King Hu’s Body of Work

(Above, the man himself, King Hu)

Well, that’s about it. This ends my survey of King Hu’s work. I’ve learned a great deal about how King Hu’s experimentation lead to new techniques and even a new genre comprised of almost magical martial arts masters. Looking back over his work as a whole I feel I could potentially make a few claims about King Hu as a person and what he found important.

Hu seemed intensely interested in history and culture, many of his films examined corruption, political intrigue or religion as a main component of the story. There are also many scholarly characters, and wise monks throughout his filmography. I think the reason I especially enjoyed The Valiant Ones was because it drew upon actual history to tell it’s story. The decision to also explore corruption in the government and the immense power in the hands of military leaders is also one that I found engaging and interesting. In Raining in the Mountain, Hu’s exploration of Monks was also a very well done subtext. By portraying the monks as people trying to be greater than themselves, but often failing, Hu was showing that everyone struggles, no matter how holy they seem to be, or their station in life.

King Hu was also intensely interested in the new, in exploring how to make things better. In this endeavor Hu’s films broke new ground in special effects. He explored and developed many ways to create the magical reality that his wuxia masters inhabited. From playing film backwards and putting actors on wires, to adding effects and filters, or using his edits and cuts to hide or expose action, Hu was constantly trying new things. Making his films in the days before computer graphics effects, Hu managed to develop techniques for practical effects that were the best in the business.

While I have discussed my opinion that Hu’s scripts could likely be improved in previous posts, I also feel that there is something great about the way he told his stories.

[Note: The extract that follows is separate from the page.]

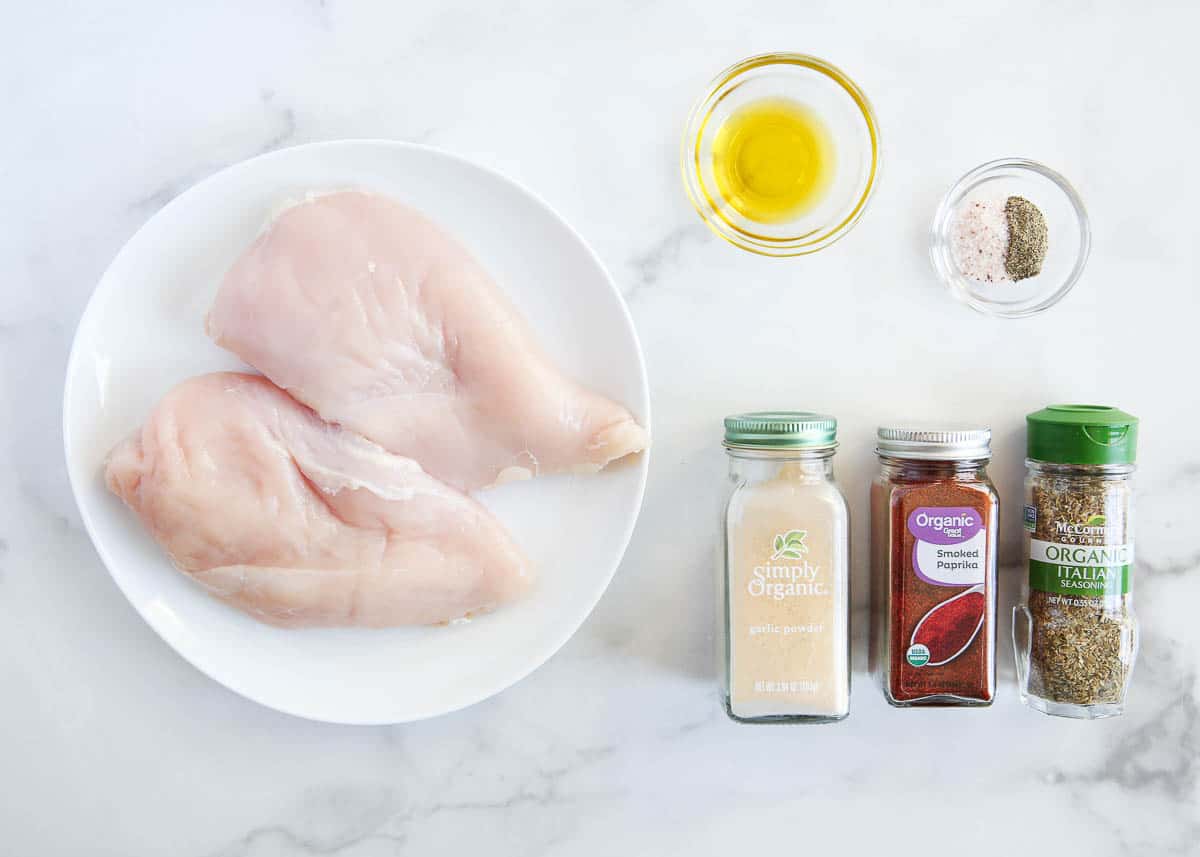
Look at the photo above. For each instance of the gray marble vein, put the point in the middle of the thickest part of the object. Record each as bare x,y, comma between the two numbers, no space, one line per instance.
111,744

By letting his stories meander, and be unfocused, Hu’s films actually feel a little more real. Like life, not everything in Hu’s films is there to push the story forward. Sometimes elements, sequences or shots exist simply because that is the world the film takes place in, the world has no clear pacing, it is ambiguous and sometimes it is not clean cut the way we expect our cinema to be.

In conclusion, King Hu was a scholar and film maker whose experimental tendencies lead to many breakthroughs and ideas that pushed film making forward as a whole. Though many of his films have various problems, they were mostly due to his drive to constantly improve and experiment, as well as the huge amounts of pressure he faced from investors and studio heads. King Hu’s legacy is inspiring and I hope that if you are reading this you take a moment to try to find and watch some of his films. I’d recommend Come Drink With Me, or The Valiant Ones as an excellent intro into his work.